Underscoring the extent of the housing crisis, the Mortgage Bankers Association said Thursday that nearly 12 percent of U.S. homeowners were in foreclosure or behind on their payments at the end of 2008.

The trade group said mortgage delinquencies were the highest in records dating to 1972, while loans in foreclosure rose to 3.3 percent, also an all-time high.

Senate Democrats, led by Richard J. Durbin of Illinois, recently won agreement from industry giant Citigroup for a bankruptcy “cram-down” provision even more restrictive than the House measure, but virtually no other major bank or industry lobby has signed on to the Citigroup plan.

The bill is part of the Obama administration’s push to curb a tidal wave of foreclosures, which decimated housing values and dragged down local markets across the country. But even supporters say the measure will not help many homeowners in some of the country’s most depressed markets.
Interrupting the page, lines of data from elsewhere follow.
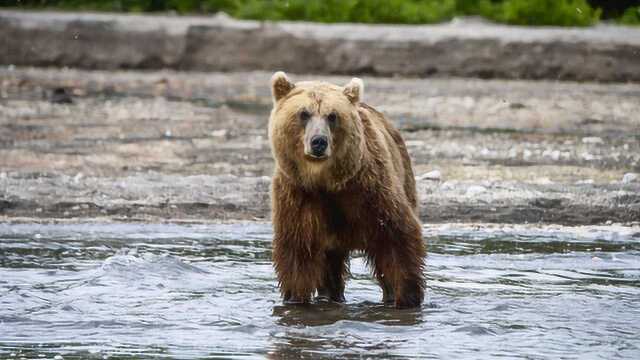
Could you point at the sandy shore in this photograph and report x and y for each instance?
(158, 146)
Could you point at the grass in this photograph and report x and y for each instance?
(519, 12)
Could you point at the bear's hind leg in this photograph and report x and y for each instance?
(336, 271)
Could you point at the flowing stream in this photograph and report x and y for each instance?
(137, 291)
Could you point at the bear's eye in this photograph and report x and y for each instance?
(332, 118)
(304, 116)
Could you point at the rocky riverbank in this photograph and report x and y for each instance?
(172, 146)
(463, 47)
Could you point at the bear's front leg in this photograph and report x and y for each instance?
(398, 256)
(298, 252)
(335, 273)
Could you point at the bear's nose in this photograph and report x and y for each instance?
(319, 144)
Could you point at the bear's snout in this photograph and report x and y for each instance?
(319, 144)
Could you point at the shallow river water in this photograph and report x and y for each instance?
(133, 291)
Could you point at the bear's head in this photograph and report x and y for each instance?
(316, 133)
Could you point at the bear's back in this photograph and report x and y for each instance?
(395, 144)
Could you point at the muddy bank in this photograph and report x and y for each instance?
(469, 48)
(193, 146)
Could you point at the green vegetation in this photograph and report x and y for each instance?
(631, 16)
(520, 12)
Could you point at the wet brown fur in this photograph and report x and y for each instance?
(363, 198)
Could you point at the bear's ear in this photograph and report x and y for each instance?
(280, 85)
(354, 90)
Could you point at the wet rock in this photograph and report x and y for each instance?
(475, 190)
(592, 140)
(630, 177)
(60, 95)
(431, 175)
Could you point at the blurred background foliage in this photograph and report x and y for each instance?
(520, 12)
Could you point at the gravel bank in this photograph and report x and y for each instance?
(193, 147)
(468, 47)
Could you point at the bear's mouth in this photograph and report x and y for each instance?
(316, 158)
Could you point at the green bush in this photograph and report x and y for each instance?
(631, 16)
(548, 12)
(520, 12)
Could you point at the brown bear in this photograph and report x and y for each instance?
(343, 182)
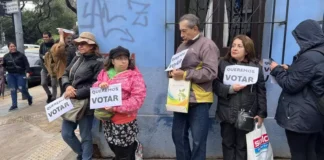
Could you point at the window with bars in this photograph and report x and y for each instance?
(228, 19)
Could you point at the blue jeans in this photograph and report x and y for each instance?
(197, 119)
(84, 148)
(17, 81)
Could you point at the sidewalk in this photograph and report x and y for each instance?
(27, 134)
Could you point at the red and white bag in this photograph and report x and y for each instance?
(258, 144)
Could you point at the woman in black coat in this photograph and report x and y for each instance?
(301, 84)
(234, 98)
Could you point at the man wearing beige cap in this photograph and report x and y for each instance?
(78, 79)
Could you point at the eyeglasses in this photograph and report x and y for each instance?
(82, 43)
(120, 58)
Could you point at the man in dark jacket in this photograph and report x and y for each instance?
(45, 47)
(70, 49)
(302, 83)
(200, 67)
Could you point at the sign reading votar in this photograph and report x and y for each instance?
(176, 60)
(12, 7)
(108, 97)
(57, 108)
(239, 74)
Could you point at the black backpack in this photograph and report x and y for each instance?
(320, 101)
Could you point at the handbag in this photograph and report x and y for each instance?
(103, 114)
(78, 111)
(258, 144)
(244, 121)
(14, 63)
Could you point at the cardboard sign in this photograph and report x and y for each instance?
(176, 60)
(178, 96)
(238, 74)
(108, 97)
(57, 108)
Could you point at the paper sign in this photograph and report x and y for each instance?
(176, 60)
(57, 108)
(267, 70)
(238, 74)
(178, 96)
(109, 97)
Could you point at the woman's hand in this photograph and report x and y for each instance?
(238, 87)
(61, 32)
(110, 109)
(103, 85)
(70, 92)
(260, 121)
(285, 66)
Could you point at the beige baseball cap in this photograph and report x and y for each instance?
(86, 37)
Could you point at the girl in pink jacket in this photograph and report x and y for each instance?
(121, 131)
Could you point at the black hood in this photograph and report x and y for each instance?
(50, 43)
(308, 34)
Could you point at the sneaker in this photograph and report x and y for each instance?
(49, 99)
(139, 151)
(13, 108)
(30, 100)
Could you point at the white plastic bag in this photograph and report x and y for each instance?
(258, 144)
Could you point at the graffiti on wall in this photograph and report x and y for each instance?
(101, 10)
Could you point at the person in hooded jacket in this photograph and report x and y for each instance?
(233, 98)
(302, 83)
(17, 66)
(121, 132)
(78, 78)
(44, 48)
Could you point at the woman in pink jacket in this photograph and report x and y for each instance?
(121, 131)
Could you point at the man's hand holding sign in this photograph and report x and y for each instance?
(106, 96)
(239, 76)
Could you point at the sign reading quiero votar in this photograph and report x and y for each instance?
(57, 108)
(238, 74)
(176, 60)
(108, 97)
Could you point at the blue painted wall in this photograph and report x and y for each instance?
(299, 10)
(140, 26)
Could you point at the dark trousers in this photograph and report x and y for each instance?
(320, 146)
(17, 81)
(197, 120)
(233, 142)
(84, 148)
(302, 145)
(124, 153)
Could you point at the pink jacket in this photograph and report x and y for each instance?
(133, 93)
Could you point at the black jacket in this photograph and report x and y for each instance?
(81, 74)
(70, 53)
(302, 82)
(16, 63)
(44, 47)
(251, 98)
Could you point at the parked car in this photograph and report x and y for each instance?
(35, 68)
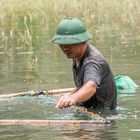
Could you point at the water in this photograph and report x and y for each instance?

House Republicans slammed the Democrats’ housing proposal as being unfair, and predicted that lenders would raise rates and fees to cover the new risk of making home loans.

“This legislation punishes the successful, taxes the responsible and it holds no one accountable,” said Texas Rep. Lamar Smith, ranking member on the House Judiciary Committee. “If we pass this legislation, what message are we sending to responsible homebuyers?”

Republicans, who offered a substitute bill to prevent taxpayer funds from going to people who lied on their mortgage applications, claimed to be on the side of the American people.

“Today’s just another example of why taxpayers are sick of how Washington works,” Minority Leader John A. Boehner, Ohio Republican, said, citing several “tea parties” that have taken place in cities to protest congressional bailouts.